Dhal and rice is one of those foods that I could eat every day. It’s warming and nutritious, especially for us vegans. Lentils are pretty simple to cook. I always suggest that you measure out your lentils the night before, to allow them to soak overnight in water. The lentils will double in size and be a lot quicker to cook, and also simpler for your body to digest.
I finally found the handwritten recipe my grandma gave me for her delicious dhal. It never tastes as good as hers, though. I did add in a few extras, as the green colour can testify, so I will note the changes should you want the original.
To make, bring 3 cups water to boil. Add in 1 cup lentils, 1 tsp turmeric, 1 tsp salt and 1 tsp chilli powder. Allow to simmer on low, with a lid on, for about an hour – or until the lentils have softened.
Meanwhile, fry up 1 chopped onion, 3 garlic clovessmashed and 1 tsp fresh ginger (or ½ tsp dry).
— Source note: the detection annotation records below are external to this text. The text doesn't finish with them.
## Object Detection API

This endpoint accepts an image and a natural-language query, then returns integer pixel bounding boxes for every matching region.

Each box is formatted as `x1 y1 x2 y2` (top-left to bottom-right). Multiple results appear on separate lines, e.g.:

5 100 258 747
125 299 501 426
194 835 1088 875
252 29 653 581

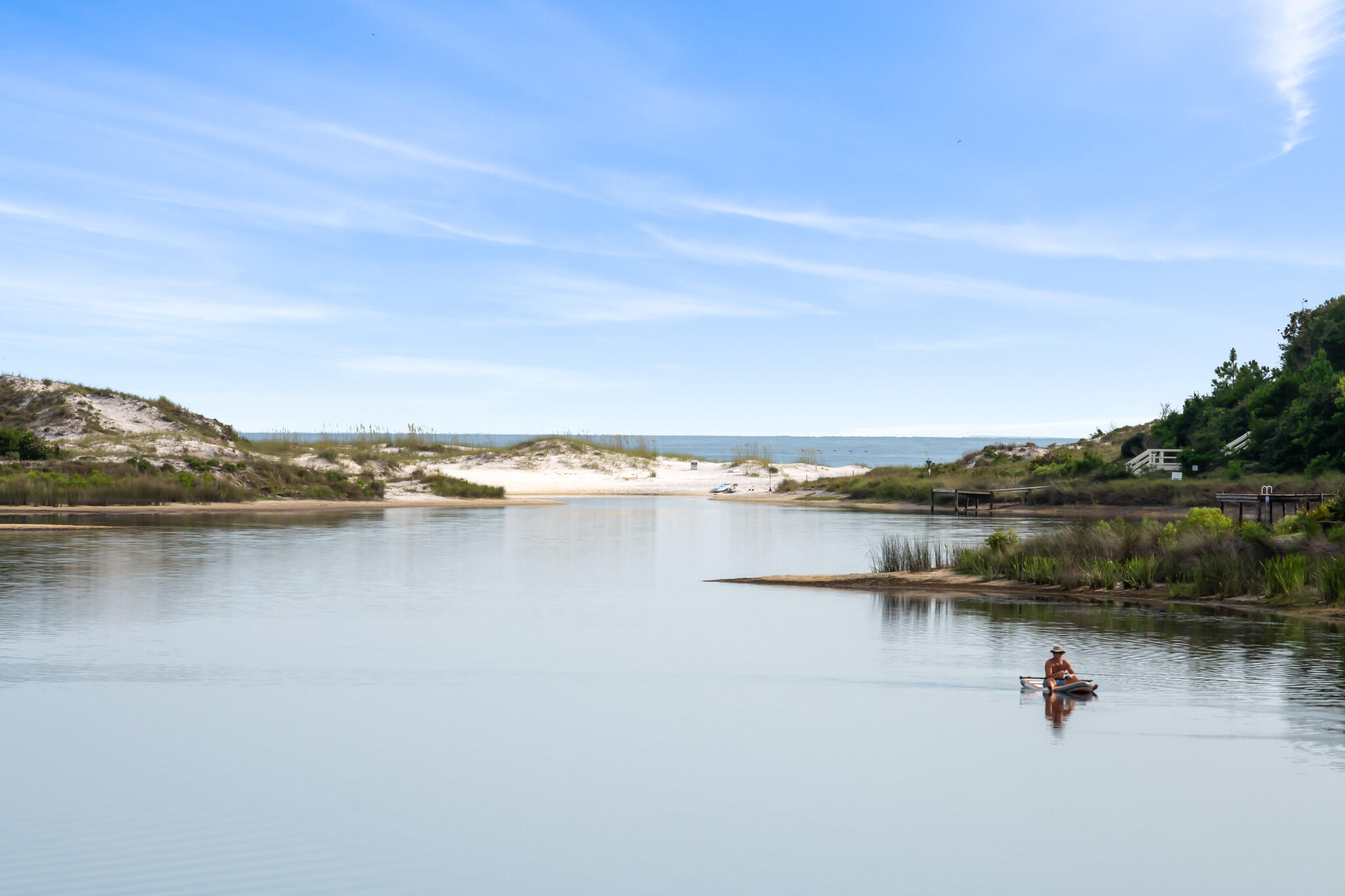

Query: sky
0 0 1345 435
Allow to brown and soften. Here I also added: 100g frozen spinach, 1 tsp cumin seed and ½ tsp coriander seeds. Just before turning off the heat, stir through ½ bunch coriander, chopped finely. Pour the fried mix into the dhal and cook another 10 minutes.
I like to use a stick blender to emulsify my dhal a bit, especially when using the whole lentils. Serve with rice and naan/roti.